On the other hand, I was discovering me and criticism weren't so friendly after all. Her words were like a slow dissolving acid in my throat, causing a burn that had absolutely better not be tears or I may as well have resigned to sit out the gala before it even begun.

"What do you mean every year's the same?" I asked as way of distraction, though the smarter course of action would have been to walk away and get myself together and ready to prove her wrong.

"There are only so many spaces available at the gala. Instructors and artists worth their weight in gold are allowed to enter three of their prodigies each year based on a scoring system used the previous year from their former chosen students."

"You mean the judgment goes beyond first, second and third?"

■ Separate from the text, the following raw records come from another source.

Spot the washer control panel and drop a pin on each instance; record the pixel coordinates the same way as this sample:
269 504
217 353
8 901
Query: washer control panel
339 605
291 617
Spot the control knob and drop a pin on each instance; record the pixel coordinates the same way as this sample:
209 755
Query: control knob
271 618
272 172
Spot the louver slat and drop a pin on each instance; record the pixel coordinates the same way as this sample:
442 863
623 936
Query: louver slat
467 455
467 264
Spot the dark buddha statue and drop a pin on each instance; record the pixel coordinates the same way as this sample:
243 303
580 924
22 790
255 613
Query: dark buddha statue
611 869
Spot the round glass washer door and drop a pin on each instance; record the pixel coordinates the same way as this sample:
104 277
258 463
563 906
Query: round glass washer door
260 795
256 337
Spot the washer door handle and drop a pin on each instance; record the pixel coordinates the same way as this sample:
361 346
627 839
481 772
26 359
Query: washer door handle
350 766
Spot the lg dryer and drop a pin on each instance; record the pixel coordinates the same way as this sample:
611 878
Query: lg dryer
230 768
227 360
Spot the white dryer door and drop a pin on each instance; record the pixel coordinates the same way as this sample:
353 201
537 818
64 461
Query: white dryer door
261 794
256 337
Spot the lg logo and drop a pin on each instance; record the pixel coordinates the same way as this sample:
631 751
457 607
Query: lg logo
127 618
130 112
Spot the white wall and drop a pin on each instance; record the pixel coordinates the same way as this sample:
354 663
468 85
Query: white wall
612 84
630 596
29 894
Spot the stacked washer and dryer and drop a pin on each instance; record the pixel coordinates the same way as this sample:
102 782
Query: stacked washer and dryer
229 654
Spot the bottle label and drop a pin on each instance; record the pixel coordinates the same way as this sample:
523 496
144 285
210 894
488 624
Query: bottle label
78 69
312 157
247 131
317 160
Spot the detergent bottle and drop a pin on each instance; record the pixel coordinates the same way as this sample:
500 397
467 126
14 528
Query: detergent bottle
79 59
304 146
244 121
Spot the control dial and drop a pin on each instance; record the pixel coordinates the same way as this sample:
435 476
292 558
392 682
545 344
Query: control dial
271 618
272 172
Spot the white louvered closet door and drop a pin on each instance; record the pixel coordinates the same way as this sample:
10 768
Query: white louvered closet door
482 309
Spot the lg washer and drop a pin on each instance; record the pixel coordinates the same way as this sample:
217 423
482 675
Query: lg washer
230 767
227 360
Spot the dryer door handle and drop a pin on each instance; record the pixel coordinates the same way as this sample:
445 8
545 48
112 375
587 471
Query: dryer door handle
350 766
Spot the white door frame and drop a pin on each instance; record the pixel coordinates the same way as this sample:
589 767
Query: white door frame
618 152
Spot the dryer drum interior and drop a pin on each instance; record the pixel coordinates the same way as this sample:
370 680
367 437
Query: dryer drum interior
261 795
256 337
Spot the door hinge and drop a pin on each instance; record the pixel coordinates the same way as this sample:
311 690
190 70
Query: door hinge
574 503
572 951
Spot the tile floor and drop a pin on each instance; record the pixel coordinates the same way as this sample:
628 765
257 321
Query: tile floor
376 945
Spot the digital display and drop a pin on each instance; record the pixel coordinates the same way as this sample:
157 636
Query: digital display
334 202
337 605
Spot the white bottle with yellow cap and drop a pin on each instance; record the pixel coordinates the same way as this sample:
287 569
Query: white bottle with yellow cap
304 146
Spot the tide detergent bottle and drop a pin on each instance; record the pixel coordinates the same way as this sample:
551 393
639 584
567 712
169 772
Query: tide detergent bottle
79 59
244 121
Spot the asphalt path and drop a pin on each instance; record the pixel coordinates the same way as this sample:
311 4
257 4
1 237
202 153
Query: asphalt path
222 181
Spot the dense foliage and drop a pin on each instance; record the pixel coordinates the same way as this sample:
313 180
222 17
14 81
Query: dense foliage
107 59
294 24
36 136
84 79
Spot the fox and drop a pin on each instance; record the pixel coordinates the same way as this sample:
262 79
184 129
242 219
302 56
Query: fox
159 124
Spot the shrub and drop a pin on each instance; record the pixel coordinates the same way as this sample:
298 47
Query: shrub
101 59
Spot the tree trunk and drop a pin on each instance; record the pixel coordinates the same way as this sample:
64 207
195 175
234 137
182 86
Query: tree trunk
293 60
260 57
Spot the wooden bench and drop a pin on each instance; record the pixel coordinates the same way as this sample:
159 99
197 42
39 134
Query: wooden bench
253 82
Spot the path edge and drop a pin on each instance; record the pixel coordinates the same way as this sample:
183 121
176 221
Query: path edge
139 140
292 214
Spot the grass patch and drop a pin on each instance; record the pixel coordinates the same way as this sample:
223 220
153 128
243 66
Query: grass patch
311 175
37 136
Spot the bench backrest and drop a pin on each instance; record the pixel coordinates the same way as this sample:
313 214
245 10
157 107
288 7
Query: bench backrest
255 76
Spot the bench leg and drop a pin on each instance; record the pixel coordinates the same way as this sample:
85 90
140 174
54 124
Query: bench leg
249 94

She gave me a questioning look, likely wondering if I was even a participant or plus one to one of the participants seeing as I was so ignorant to the rules. "Those who don't place this year, their art still receives a set number of points. It's how they determine starting bids for the auction portion. Highest a student can earn is 25 points if they didn't place. And these points don't so much matter to the student—outside of money, obviously—as it does the instructor. For an instructor or artist to enter students the following year, the prior year's students have to meet a certain criteria: for however many students they choose to enroll, be it one, two or the max, three, their collective points have to total over two thirds the cap: 30. Either that, or one of the students have to place. And last year? None of Dimitri's students placed. Not a single one. And their points were below 30 collectively. Technically he shouldn't have been allowed to enroll the one he did this year, but because he's the coordinator, he skeeved a spot on the docket." She shook her head and chuckled. "Jokes on him, though. Next year they'll have a different coordinator, and the only way for him to enroll any of his students would be if this disgrace of a portrait places. And if it did somehow miraculously place," She snorted. "Could any of the rest of us call ourselves artists?"